6th Speaker of the Hawaii House of Representatives
- In office 1987–1992
- Preceded by: Richard Kawakami Emilio Alcon (acting)
- Succeeded by: Joseph M. Souki

Member of the Hawaii House of Representatives from the 11th district 20th (1970–1982) 40th (1982–1984)
- In office 1970–1992
- Succeeded by: Redistricted

Personal details
- Born: March 16, 1933 Waipahu, Hawaii, U.S.
- Died: January 26, 2000 (aged 66) ʻEwa Beach, Hawaii, U.S.
- Party: Democratic
- Spouse: JoAnn
- Children: 6

= Daniel J. Kihano =

American businessman and politician

Daniel James "Danny" Kihano (March 16, 1933 - January 26, 2000) was an American businessman and politician.

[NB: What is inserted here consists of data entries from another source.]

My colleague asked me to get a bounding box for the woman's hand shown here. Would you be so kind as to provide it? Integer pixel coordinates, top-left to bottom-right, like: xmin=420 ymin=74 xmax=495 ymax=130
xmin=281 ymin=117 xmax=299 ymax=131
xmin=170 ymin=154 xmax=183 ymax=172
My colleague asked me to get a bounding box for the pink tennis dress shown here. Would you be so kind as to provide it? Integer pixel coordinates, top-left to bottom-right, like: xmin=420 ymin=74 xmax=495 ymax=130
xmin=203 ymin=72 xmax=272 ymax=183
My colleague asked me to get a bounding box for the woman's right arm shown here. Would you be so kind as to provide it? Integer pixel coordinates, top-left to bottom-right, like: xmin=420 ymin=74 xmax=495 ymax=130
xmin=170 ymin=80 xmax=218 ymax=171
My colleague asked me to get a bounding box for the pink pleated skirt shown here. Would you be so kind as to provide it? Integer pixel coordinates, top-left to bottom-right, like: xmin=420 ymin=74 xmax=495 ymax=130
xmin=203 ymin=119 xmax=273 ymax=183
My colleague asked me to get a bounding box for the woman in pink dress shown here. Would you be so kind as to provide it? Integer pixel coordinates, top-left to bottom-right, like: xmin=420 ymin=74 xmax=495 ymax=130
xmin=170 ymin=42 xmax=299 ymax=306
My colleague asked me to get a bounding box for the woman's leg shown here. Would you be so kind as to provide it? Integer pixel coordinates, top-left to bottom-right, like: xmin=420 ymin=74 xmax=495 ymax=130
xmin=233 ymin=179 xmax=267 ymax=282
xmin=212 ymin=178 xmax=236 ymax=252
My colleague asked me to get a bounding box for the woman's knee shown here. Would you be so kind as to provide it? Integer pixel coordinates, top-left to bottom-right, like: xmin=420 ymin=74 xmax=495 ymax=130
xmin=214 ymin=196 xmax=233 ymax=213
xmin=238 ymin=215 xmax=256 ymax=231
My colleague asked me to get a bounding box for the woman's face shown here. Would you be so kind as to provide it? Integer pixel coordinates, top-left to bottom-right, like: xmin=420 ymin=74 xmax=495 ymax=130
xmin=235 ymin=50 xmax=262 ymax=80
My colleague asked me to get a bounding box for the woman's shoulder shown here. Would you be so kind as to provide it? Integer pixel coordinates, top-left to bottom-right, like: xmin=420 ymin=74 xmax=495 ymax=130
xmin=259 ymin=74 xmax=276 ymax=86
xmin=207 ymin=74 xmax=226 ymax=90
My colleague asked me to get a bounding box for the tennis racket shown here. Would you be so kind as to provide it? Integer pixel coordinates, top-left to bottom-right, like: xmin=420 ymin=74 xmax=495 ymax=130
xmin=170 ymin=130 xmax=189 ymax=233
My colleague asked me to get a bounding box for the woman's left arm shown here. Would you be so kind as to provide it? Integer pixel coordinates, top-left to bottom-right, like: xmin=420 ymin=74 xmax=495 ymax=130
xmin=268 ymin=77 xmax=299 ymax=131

Born in Waipahu, Hawaii, Kihano went to Waipahu High School and Honolulu Business College. He also went to Leeward Community College. Kihano owned Danny Kihano Insurance Agency. From 1970 to 1992, Kihano served in the Hawaii House of Representatives and was a Democrat. He served as speaker of the house in 1987, 1989, and 1991. In 1997, Kihano was convicted in the United States District of wire and mail fraud, and money laundering. However, Kihano was ordered released from federal prison in May 1999 because of poor health. Kihano died in Honolulu, Hawaii.